Сайт «Военная литература»: militera.lib.ru Издание: Калягин А. Я. По незнакомым дорогам. — М.: Главная редакция восточной литературы издательства «Наука», 1979.

В купе мы принялись за чтение газет, которые в изобилии закупили в киоске Казанского вокзала. Надо сказать, что у меня сохранилась с тех пор пожелтевшая «Красная звезда». Я храню ее как реликвию. О чем же говорили ее страницы? О мирном труде советского народа и в то же время о малых войнах империалистических агрессоров, гонке вооружений, подготовке большой войны.

Суть международной ситуации была ярко выражена в речи Николая Михайловича Шверника на пленуме Комитета международного движения за мир в Женеве:

— Сейчас политическая обстановка требует от участников международного движения за мир консолидации всех сил демократических стран в борьбе против германского и итальянского фашизма и против японского империализма. При прямом попустительстве правительств демократических государств, являющихся членами Лиги наций, и даже при непосредственной поддержке британского правительства германский фашизм захватил Австрию. Японские империалисты вторглись в Китай...

Далее Шверник от имени советских профсоюзов, объединявших 22,5 млн. человек, внес конкретные предложения о борьбе против фашизма и войны. 

С особым вниманием читали мы подробные сообщения о военных действиях в Китае.

Одолев газеты, мы дружно принялись за свою литературу о Китае. Мы поставили себе цель — до приезда на место не только познакомиться с географией и обычаями страны, но и выучить хотя бы несколько десятков китайских фраз. Подъезжая к Алма-Ате, я бойко спросил у С. С. Тюлева:

— Чжэгэ цуньчжуан цзяо шэммо минцзы (как называется это селение)?

— Тюлев, — категорически ответил он.

Так мы и «поняли» друг друга. Но зато мы твердо могли спросить:

— Нинь хуэй шо эгохуа ма (говорите ли по-русски)?

Хорошо изучили мы счет от «и» до «ши» (от одного до десяти), могли с блеском произнести «хао» или «бу хао» (хорошо или плохо) и сказать: «Нинь хао!» (здравствуйте).
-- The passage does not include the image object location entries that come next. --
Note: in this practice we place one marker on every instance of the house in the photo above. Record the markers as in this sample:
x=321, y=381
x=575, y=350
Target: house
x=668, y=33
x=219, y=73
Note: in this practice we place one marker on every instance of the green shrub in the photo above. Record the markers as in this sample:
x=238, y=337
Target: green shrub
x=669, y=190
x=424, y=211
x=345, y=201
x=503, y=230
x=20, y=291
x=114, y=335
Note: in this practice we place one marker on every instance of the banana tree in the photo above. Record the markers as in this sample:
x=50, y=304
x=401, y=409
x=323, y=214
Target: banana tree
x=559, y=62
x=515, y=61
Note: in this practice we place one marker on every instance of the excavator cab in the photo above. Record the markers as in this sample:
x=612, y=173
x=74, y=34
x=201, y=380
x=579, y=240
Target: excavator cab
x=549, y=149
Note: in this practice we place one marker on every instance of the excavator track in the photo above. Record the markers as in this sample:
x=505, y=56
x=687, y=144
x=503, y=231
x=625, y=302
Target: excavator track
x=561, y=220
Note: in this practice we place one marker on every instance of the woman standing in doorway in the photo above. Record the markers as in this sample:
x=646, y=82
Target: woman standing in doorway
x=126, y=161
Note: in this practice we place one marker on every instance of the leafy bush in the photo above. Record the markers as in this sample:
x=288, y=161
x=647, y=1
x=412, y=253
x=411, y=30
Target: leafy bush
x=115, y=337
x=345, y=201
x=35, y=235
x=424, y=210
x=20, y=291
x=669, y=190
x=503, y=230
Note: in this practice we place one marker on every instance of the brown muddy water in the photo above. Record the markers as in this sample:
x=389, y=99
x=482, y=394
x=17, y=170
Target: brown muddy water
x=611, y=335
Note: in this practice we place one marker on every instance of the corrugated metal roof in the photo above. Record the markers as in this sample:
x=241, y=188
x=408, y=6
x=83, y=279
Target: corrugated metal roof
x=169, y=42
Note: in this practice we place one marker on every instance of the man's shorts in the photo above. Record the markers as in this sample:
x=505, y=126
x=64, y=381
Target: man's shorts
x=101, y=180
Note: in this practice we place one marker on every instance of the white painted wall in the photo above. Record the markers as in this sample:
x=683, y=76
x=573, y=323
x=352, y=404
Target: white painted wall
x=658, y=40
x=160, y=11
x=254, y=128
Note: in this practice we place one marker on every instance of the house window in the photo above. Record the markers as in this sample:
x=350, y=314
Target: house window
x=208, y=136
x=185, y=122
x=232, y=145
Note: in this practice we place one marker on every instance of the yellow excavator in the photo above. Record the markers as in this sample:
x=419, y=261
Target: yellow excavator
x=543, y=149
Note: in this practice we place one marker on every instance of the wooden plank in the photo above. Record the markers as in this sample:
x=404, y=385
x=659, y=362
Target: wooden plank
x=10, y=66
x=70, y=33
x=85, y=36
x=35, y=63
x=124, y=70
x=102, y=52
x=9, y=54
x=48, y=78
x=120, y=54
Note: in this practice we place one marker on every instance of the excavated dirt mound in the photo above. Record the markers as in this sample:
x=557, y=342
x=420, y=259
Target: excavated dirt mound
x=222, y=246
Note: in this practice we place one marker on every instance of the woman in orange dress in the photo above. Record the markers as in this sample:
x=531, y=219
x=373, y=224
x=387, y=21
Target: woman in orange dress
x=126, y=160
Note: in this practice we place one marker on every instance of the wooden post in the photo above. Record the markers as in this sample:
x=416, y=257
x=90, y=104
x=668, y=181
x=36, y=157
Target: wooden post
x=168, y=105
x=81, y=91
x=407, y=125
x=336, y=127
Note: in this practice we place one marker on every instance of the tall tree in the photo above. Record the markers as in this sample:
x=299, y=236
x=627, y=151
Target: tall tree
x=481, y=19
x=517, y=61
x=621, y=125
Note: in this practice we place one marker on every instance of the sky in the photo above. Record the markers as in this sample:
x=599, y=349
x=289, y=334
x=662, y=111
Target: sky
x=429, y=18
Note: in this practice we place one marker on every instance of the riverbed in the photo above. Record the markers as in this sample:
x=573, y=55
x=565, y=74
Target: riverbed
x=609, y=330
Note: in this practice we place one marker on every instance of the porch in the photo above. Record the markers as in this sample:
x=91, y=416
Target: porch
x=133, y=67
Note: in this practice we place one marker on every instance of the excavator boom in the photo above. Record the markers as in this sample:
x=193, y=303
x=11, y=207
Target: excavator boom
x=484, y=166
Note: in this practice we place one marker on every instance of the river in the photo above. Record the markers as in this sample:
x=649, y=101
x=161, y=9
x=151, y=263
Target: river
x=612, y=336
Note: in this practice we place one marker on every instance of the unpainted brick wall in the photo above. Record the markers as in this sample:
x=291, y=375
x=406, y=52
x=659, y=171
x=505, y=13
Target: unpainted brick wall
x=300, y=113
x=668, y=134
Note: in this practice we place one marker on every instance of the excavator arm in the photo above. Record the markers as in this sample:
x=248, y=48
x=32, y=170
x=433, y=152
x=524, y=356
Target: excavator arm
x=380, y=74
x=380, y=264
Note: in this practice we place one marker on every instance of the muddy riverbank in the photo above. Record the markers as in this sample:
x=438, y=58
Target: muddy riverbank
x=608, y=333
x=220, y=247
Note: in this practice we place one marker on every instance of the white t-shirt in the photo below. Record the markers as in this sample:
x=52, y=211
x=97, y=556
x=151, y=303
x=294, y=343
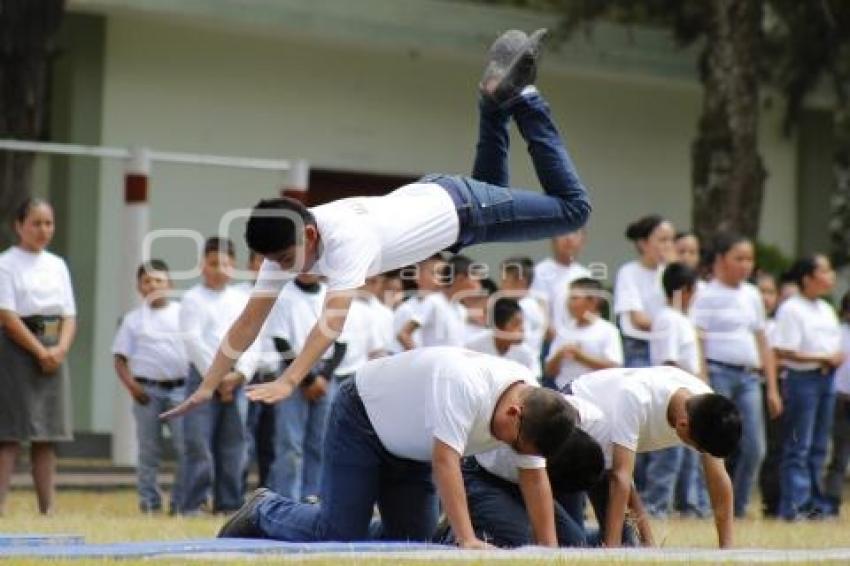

Алма-Ата встретила нас ароматом белой акации, стройностью пирамидальных тополей, блеском снежных вершин Заилийского Ала-Тау. Для нас все было ново: блеск солнца, запах цветов и прохлада гор. К сожалению, у нас не было времени осмотреть очаровательный город. Завтра, с восходом солнца, мы должны были пересесть на самолет. Остановились мы в привокзальной гостинице, небольшом двухэтажном здании, утопавшем в зелени тяньшаньской ели. Все сулило отличный отдых. С вечера нам не спалось. Мы заходили друг к другу в номера, вели разговоры на отвлеченные темы, но было как-то тревожно. Все это мы относили к необычайности своего положения. Заснули лишь к утру. Но еле забрезжил свет зари, нас разбудил непонятный раскатистый гул. Первое, что мы заметили, — раскачивающиеся люстры. В коридоре раздался крик: «Землетрясение! Всем на улицу!» Мы выскочили кто в чем был. У подъезда стоял автобус, приехавший с аэродрома. Мы спешно забрали чемоданы и уехали без завтрака.

От Алма-Аты до границы около 200 км. Сейчас это расстояние лайнеры покрывают за 15 минут, но наш транспортный «тихоход» доставил нас к Джунгарским воротам лишь через час. Мешал встречный ветер. Техническая скорость самолета для тех времен считалась  вполне приличной, и мы с гордостью за отечественную авиапромышленность думали установить рекорд на дальность и продолжительность полета. Нам предстояло пробыть в воздухе около 25 часов, покрыть путь в 5 тыс. км. Для всех нас это было первое столь дальнее путешествие. В салон вошел командир корабля Федор Михайлович Коршунов и объявил:

— Слева озеро Эби-Нур, справа хребет Борохоро.

— Мы за границей?

— Не только за границей, — ответил Федор Михайлович, — но и за горами.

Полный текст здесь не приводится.